MISE À JOUR: En date du 15 février 2018, Atena Daemi et Golrokh Ebrahimi sont toujours en grève de la faim. Golrokh Ebrahimi Iraee a perdu connaissance le 12 février et les deux défenseuses sont dans un état de santé fragile. Le 13 février 2018, la mère et la soeur d'Atena Daemi ont été arrêtées et passées à tabac par des gardiens de la prison munis de matraques, alors qu'elles se tenaaient devant la prison Evin en signe de solidarité avec la défenseuse. Elles ont été libérées dans la soirée.

Golrokh Ebrahimi Iraee et sa collègue emprisonnée Atena Daemi sont en grève de la faim dans la prison Evin à Téheran. En date du 24 juillet 2017, Atena Daemi se voit toujours refuser des soins médicaux spécialisés dans la prison Evin à Téhéran, pour traiter les effets de sa récente grève de la faim qui a duré 55 jours.

Golrokh, comptable, a entamé une peine de six ans de prison e octobre 2016 pour "insulte envers le sacré" et "propagande contre l'État", principalement pour avoir écrit une histoire non publiée à propos de la lapidation; le texte avait été saisi lors d'une perquisition de son domicile par les Gardiens de la Révolution. La perquisition visait initialement le mari de Golrokh, le militant pour les droits civiques Arash Sadeghi, qui purge une peine de 19 ans de prison.

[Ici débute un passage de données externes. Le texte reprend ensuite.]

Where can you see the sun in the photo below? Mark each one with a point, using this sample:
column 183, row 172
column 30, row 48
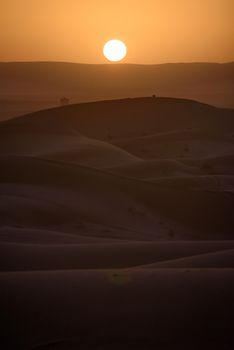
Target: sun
column 115, row 50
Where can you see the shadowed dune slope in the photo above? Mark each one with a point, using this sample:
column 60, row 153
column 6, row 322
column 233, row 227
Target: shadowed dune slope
column 146, row 309
column 78, row 192
column 30, row 86
column 126, row 118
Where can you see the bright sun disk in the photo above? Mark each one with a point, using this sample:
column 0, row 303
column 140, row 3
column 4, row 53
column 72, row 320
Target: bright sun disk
column 115, row 50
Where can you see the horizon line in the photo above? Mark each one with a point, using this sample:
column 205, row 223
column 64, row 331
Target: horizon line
column 118, row 63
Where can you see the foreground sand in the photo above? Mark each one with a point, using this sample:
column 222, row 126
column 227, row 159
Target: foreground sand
column 116, row 227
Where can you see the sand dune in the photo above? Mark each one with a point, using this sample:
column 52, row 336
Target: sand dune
column 116, row 227
column 27, row 257
column 73, row 193
column 154, row 168
column 143, row 309
column 220, row 259
column 205, row 182
column 30, row 86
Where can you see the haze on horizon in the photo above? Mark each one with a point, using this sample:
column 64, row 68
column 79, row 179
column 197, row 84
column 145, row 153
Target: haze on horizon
column 155, row 31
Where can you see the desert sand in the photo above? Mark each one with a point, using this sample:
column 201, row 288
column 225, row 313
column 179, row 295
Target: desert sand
column 116, row 227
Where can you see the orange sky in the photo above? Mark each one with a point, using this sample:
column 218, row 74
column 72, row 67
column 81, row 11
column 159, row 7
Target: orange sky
column 155, row 31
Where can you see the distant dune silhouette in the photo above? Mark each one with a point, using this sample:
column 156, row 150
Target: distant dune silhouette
column 26, row 87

Dans une lettre ouverte récente, Golrokh Ebrahimi Iraee et Atena Daemi ont décrit leurs conditions de détention dans la prison Evin, et le niveau des soins médicaux disponibles; leur description contraste largement avec l'image positive de la prison donnée à un groupe de 40 ambassadeurs étrangers qui ont pu faire une visite de la prison le 5 juillet 2017.

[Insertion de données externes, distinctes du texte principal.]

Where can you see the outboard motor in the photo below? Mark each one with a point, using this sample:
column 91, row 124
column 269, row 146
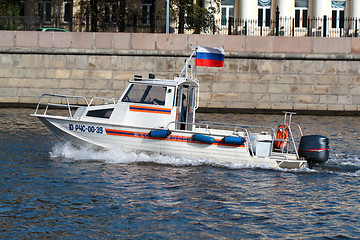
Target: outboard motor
column 315, row 149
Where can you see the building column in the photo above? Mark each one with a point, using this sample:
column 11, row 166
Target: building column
column 355, row 9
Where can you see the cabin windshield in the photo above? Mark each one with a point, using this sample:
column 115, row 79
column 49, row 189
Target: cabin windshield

"Ils ont parlé et vous avez parlé des soins pour les femmes. Nous allons en parler maintenant: de l'état de la clinique et des erreurs de médicaments, de l'absence d'antiseptique et de produits de nettoyage soi-disant en raison de "restrictions budgétaires". [...] Vous ont-ils dit, sous couvert d'excuses basées sur la loi religieuse, que les médecins hommes ne font pas d'examens médicaux, de piqûres ou d'électrocardiogrammes aux femmes prisonnières? Ont-ils dit qu'il n'y a aucune infirmière dans toute la prison pour faire ces choses pour nous? Savez-vous que des centaines, peut-être des milliers de prisonniers ici souffrent de problèmes rénaux car ils sont obligés de boire l'eau non potable de la prison? [...] Si seulement vous aviez pu monter à bord de l'ambulance de la prison pendant votre visite, là aussi vous auriez vu qu'il manque le nécessaire!"

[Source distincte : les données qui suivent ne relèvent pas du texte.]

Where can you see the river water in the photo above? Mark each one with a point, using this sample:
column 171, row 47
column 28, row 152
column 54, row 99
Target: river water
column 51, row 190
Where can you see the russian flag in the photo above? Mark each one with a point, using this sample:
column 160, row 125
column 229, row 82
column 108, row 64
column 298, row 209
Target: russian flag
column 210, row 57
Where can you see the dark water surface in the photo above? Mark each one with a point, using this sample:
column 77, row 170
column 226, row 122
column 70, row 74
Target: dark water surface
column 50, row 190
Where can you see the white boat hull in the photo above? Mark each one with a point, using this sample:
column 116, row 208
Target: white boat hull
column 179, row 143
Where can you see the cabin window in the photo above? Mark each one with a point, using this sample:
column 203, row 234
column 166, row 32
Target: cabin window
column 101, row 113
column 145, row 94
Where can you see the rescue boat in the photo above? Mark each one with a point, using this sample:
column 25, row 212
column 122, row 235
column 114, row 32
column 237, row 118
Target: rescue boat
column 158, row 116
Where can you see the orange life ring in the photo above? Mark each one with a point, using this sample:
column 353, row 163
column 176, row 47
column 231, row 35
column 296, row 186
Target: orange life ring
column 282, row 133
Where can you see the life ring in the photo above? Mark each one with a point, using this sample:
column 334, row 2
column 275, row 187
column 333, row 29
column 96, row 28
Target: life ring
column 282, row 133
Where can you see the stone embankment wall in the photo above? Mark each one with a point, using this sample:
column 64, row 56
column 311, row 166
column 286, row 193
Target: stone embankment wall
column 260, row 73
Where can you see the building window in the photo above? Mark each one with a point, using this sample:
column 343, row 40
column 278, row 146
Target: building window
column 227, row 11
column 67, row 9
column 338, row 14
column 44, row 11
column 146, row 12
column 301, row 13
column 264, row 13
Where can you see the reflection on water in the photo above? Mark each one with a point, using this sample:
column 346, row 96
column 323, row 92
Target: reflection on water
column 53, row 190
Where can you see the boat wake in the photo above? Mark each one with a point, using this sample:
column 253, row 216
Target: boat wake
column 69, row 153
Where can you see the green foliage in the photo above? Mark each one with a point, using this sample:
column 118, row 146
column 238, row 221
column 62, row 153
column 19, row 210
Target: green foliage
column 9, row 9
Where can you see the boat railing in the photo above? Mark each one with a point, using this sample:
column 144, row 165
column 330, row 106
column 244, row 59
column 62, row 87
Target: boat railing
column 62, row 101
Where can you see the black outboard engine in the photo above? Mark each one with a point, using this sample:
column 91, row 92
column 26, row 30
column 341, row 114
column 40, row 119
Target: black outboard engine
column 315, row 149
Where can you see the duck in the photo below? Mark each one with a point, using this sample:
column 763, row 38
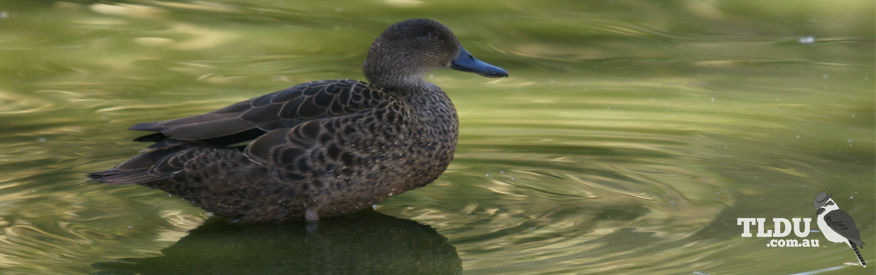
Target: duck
column 317, row 149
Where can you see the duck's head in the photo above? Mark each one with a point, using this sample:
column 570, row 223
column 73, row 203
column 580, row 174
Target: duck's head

Front Line Defenders est préoccupée par le fait que les autorités iraniennes n'accordent pas les soins médicaux nécessaires à Atena Daemi et appelle le gouvernement à garantir que la défenseuse reçoivent le traitement médical approprié pour traiter les séquelles de sa grève de la faim. Front Line Defenders réitère son appel à la libération immédiate et sans condition de Golrokh Ebrahimi Iraee, emprisonnée en représailles à son travail légitime et pacifique en faveur des droits humains.